Town Manager Roger Stancil said the September deadline will allow landlords with leases tied to the school year to make the transition to the new restrictions.
Umstead said he didn’t think the new ordinance would ultimately hurt landlords who rent out houses in Northside and Pine Knolls communities.
“Even though some people may pass on renting in Northside, there’s still going to be students coming in,” he said.
Mark Patmore, owner of Mercia Rental Properties and a resident of Northside, said he thinks the ordinance might attract students who currently live far from campus but drive to Northside and park there each day.
“They’re actually going to increase the demand of property downtown,” Patmore said. “The bottom line is that if you want to get over as late as possible without taking the bus … the only way to do that is to live downtown.”
Several permanent residents spoke in support of the plan at the meeting.

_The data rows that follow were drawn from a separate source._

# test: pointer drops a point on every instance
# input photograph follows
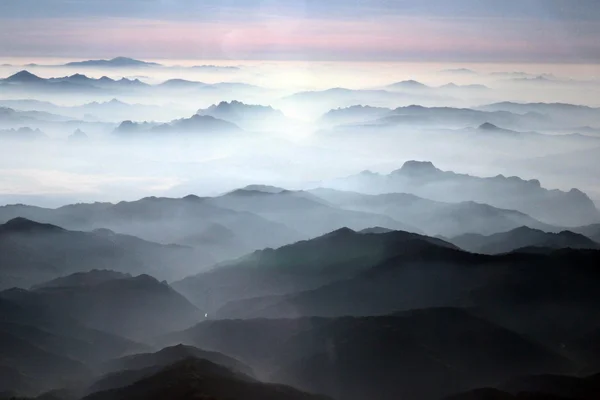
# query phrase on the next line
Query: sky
(545, 31)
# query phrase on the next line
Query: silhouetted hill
(166, 220)
(353, 115)
(35, 252)
(387, 357)
(40, 367)
(23, 77)
(591, 231)
(197, 124)
(301, 266)
(573, 208)
(133, 307)
(560, 386)
(118, 62)
(253, 117)
(171, 355)
(562, 114)
(520, 238)
(46, 350)
(201, 379)
(303, 212)
(83, 279)
(24, 134)
(433, 217)
(128, 370)
(408, 85)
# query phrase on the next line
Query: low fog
(91, 140)
(351, 230)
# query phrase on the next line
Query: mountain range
(118, 62)
(522, 239)
(52, 252)
(134, 307)
(555, 207)
(251, 117)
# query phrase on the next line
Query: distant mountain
(433, 217)
(126, 371)
(247, 116)
(202, 379)
(38, 366)
(166, 221)
(522, 238)
(591, 231)
(16, 118)
(464, 88)
(380, 357)
(303, 212)
(197, 124)
(555, 207)
(354, 115)
(42, 349)
(78, 136)
(300, 266)
(449, 118)
(22, 134)
(118, 62)
(135, 307)
(171, 355)
(33, 253)
(563, 115)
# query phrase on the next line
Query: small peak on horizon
(23, 76)
(486, 126)
(420, 167)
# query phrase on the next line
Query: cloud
(462, 30)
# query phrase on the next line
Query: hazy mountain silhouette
(118, 62)
(354, 115)
(126, 371)
(305, 265)
(34, 252)
(408, 85)
(573, 208)
(133, 307)
(303, 211)
(167, 220)
(22, 134)
(566, 115)
(591, 231)
(520, 238)
(171, 355)
(386, 357)
(78, 136)
(43, 349)
(194, 378)
(247, 116)
(449, 117)
(197, 124)
(433, 217)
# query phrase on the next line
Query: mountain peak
(23, 76)
(20, 224)
(418, 167)
(486, 126)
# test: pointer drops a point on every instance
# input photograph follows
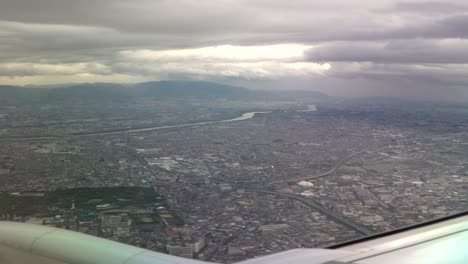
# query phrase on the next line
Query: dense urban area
(225, 179)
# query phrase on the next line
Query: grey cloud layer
(387, 40)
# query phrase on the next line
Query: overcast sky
(353, 47)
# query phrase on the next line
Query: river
(243, 117)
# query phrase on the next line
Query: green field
(84, 198)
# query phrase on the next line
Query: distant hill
(102, 92)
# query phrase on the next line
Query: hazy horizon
(409, 48)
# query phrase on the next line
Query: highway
(317, 207)
(337, 165)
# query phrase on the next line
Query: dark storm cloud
(450, 51)
(383, 41)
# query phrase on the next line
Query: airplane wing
(443, 240)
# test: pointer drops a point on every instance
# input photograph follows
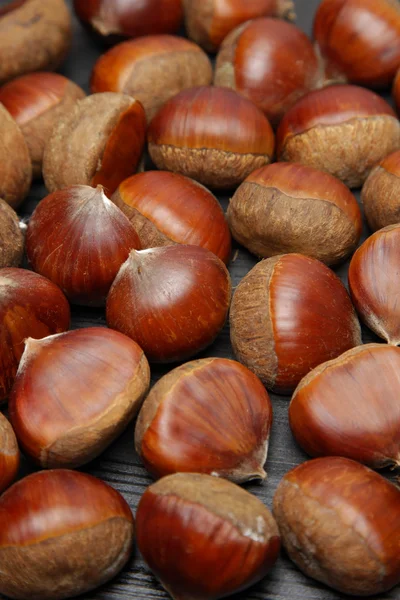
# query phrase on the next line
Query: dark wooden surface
(120, 466)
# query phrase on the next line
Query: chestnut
(124, 18)
(205, 537)
(339, 523)
(288, 207)
(173, 301)
(78, 239)
(381, 193)
(62, 533)
(349, 407)
(167, 208)
(344, 130)
(152, 69)
(15, 162)
(211, 134)
(289, 314)
(373, 283)
(98, 141)
(75, 393)
(37, 101)
(270, 62)
(35, 36)
(359, 40)
(11, 237)
(208, 22)
(207, 416)
(30, 306)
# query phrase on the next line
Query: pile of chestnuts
(172, 290)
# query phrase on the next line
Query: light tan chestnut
(75, 393)
(207, 416)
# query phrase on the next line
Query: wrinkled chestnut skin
(75, 393)
(35, 36)
(62, 533)
(173, 301)
(180, 423)
(289, 314)
(30, 306)
(374, 285)
(288, 207)
(212, 135)
(37, 101)
(152, 69)
(340, 524)
(177, 520)
(166, 208)
(344, 130)
(270, 62)
(359, 39)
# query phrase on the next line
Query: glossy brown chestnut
(75, 393)
(381, 193)
(173, 301)
(212, 135)
(110, 18)
(288, 207)
(166, 208)
(11, 237)
(78, 239)
(30, 306)
(344, 130)
(36, 102)
(349, 407)
(288, 315)
(99, 141)
(270, 62)
(35, 36)
(62, 533)
(359, 39)
(207, 416)
(373, 283)
(152, 69)
(208, 22)
(340, 524)
(15, 162)
(204, 537)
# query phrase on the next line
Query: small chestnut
(62, 533)
(208, 22)
(30, 306)
(75, 393)
(207, 416)
(203, 537)
(166, 208)
(37, 101)
(340, 523)
(78, 239)
(35, 36)
(344, 130)
(270, 62)
(288, 207)
(97, 141)
(289, 314)
(211, 134)
(373, 283)
(173, 301)
(152, 69)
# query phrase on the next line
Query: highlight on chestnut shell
(176, 521)
(173, 301)
(340, 524)
(74, 534)
(208, 416)
(75, 393)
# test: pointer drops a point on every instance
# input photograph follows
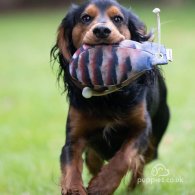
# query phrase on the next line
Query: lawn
(33, 111)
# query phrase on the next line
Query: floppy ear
(137, 28)
(63, 44)
(64, 38)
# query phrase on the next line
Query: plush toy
(103, 69)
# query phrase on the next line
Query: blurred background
(33, 109)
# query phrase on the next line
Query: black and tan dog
(123, 128)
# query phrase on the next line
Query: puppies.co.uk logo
(160, 174)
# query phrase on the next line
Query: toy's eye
(86, 18)
(117, 19)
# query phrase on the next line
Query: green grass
(33, 112)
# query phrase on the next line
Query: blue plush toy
(102, 69)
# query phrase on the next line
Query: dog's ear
(63, 43)
(64, 37)
(137, 28)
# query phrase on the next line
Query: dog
(123, 128)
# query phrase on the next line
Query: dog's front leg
(106, 182)
(71, 160)
(129, 157)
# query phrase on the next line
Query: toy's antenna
(157, 12)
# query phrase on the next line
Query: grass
(33, 113)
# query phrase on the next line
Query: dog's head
(95, 22)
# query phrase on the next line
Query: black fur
(149, 88)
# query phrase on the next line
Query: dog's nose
(101, 32)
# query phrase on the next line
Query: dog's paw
(73, 191)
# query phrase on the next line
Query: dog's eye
(117, 19)
(86, 18)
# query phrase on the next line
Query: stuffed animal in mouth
(102, 69)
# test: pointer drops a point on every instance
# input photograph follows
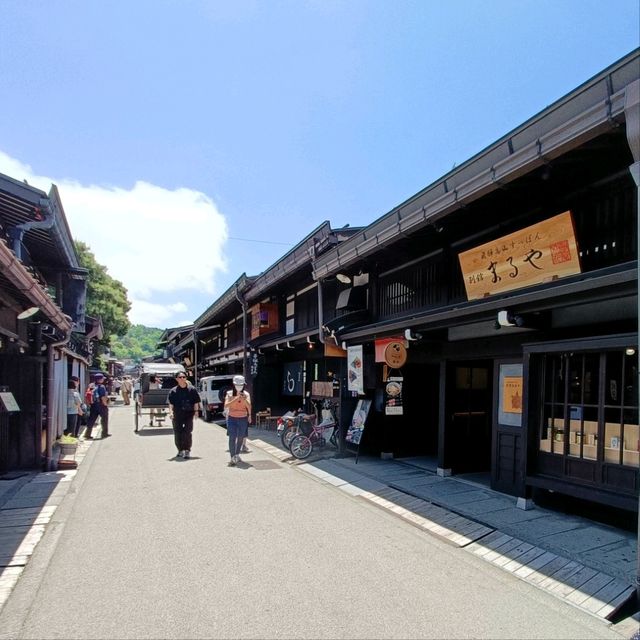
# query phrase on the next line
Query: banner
(354, 433)
(355, 375)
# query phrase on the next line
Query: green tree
(138, 343)
(106, 297)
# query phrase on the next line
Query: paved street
(144, 545)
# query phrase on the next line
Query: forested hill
(139, 342)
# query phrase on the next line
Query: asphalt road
(149, 546)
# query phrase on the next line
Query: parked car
(212, 390)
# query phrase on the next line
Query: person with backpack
(99, 408)
(237, 404)
(184, 402)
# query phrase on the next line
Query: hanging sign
(393, 396)
(253, 364)
(395, 355)
(381, 345)
(533, 255)
(355, 376)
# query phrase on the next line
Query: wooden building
(45, 336)
(512, 282)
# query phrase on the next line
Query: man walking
(184, 401)
(99, 408)
(125, 390)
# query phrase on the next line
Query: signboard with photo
(530, 256)
(393, 396)
(510, 392)
(292, 379)
(355, 369)
(356, 428)
(8, 402)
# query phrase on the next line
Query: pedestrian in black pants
(184, 401)
(99, 409)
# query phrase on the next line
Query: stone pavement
(28, 501)
(587, 564)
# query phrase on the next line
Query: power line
(288, 244)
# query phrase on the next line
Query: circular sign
(395, 354)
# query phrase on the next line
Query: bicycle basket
(306, 426)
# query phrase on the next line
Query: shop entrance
(469, 407)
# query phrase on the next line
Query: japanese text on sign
(530, 256)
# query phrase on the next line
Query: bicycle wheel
(287, 436)
(301, 447)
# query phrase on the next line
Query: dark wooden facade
(580, 155)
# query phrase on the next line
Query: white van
(212, 390)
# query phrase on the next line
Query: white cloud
(155, 315)
(150, 238)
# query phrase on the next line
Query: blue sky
(196, 140)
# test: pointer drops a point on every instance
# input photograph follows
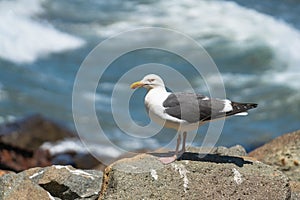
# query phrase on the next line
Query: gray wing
(197, 107)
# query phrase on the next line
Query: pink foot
(167, 160)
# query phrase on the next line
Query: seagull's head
(150, 81)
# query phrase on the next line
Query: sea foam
(24, 38)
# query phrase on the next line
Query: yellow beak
(136, 85)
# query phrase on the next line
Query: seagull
(184, 111)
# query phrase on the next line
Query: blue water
(255, 45)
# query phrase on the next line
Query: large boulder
(55, 182)
(195, 176)
(283, 153)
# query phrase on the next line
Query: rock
(295, 187)
(283, 153)
(18, 186)
(32, 132)
(55, 182)
(17, 159)
(195, 176)
(2, 172)
(236, 150)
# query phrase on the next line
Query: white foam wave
(77, 146)
(25, 39)
(210, 21)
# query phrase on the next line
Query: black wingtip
(252, 105)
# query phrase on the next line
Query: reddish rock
(283, 153)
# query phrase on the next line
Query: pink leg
(167, 160)
(183, 143)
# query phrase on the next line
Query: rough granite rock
(283, 153)
(55, 182)
(195, 176)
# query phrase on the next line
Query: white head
(150, 81)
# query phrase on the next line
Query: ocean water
(255, 45)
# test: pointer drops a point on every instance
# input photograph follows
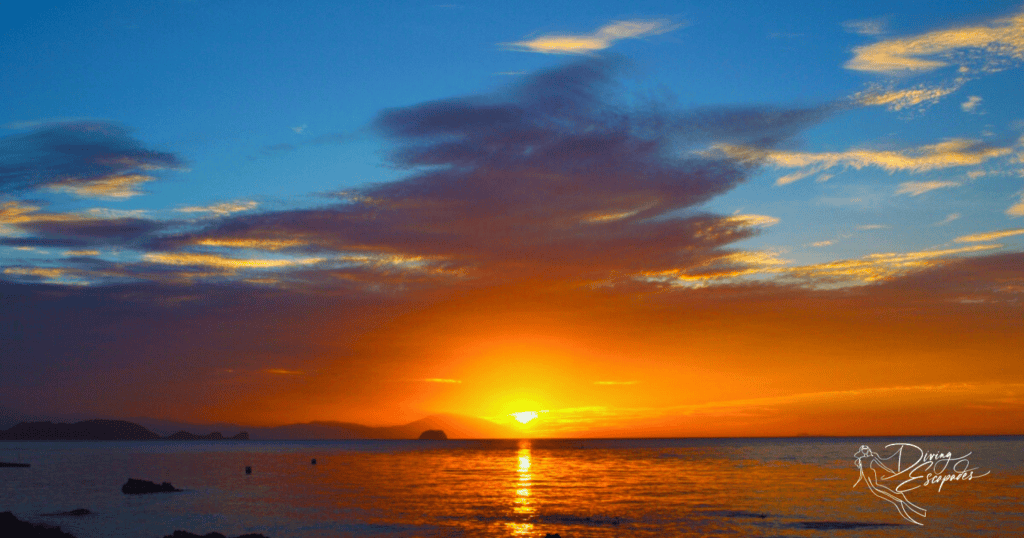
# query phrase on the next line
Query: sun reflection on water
(522, 504)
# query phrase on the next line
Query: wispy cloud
(872, 27)
(1017, 209)
(224, 262)
(599, 40)
(920, 188)
(972, 48)
(875, 267)
(989, 236)
(109, 187)
(256, 244)
(953, 153)
(88, 159)
(225, 208)
(972, 104)
(903, 98)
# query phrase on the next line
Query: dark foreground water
(593, 488)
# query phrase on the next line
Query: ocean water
(590, 488)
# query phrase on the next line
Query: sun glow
(524, 416)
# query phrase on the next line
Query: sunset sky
(643, 218)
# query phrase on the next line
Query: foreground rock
(134, 486)
(76, 511)
(11, 527)
(184, 534)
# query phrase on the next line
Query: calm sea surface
(599, 488)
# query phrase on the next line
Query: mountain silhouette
(456, 426)
(84, 430)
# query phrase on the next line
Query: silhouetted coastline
(99, 430)
(11, 527)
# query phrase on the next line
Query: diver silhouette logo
(871, 478)
(907, 468)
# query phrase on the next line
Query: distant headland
(141, 428)
(99, 430)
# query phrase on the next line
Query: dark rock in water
(182, 436)
(185, 534)
(76, 511)
(134, 486)
(14, 528)
(823, 526)
(185, 436)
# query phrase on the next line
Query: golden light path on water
(523, 506)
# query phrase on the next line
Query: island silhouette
(457, 426)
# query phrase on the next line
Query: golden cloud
(995, 44)
(989, 236)
(957, 152)
(224, 262)
(920, 188)
(219, 209)
(599, 40)
(899, 99)
(876, 267)
(258, 244)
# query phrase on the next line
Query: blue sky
(411, 151)
(271, 102)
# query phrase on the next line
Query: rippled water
(592, 488)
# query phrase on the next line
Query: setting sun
(524, 416)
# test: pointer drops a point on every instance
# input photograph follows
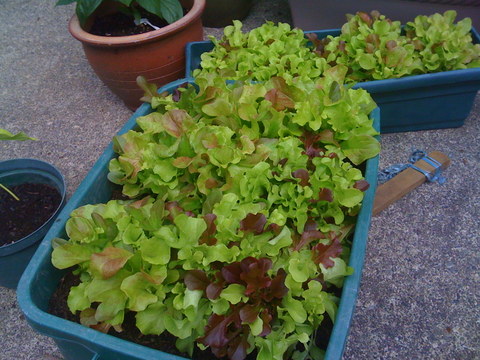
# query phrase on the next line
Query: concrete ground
(420, 291)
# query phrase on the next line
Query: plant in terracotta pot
(150, 41)
(31, 194)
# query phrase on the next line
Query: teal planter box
(419, 102)
(77, 342)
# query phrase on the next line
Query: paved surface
(420, 291)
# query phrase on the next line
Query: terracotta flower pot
(157, 55)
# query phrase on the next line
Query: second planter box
(418, 102)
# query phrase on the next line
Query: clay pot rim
(116, 41)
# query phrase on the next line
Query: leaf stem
(10, 192)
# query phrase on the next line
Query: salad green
(372, 46)
(236, 236)
(443, 45)
(262, 53)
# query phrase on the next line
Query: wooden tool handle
(405, 182)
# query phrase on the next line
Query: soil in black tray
(21, 217)
(120, 24)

Hudson Vaughan, an associate director at The Jackson Center, said the new regulations are necessary to maintain Northside’s character and appearance.
“We cannot underestimate the importance of the people who value the fabric of a community, more than the profit they can make off of a home,” Vaughan said.
And while the majority of meeting speakers supported the change, not all residents are pleased with the amended ordinance.
Patmore said he knows a number of properties that will be negatively affected by the ordinance.
“I have duplexes where they have eight cars, they’re going to be in violation,” Patmore said. “I myself, in my own personal house will be in violation of it, because I have more than four vehicles.”
To enforce the new regulations the town proposed increasing proactive enforcement efforts and focusing on off-campus student rental education, but did not outline the exact cost for enforcing the new regulations.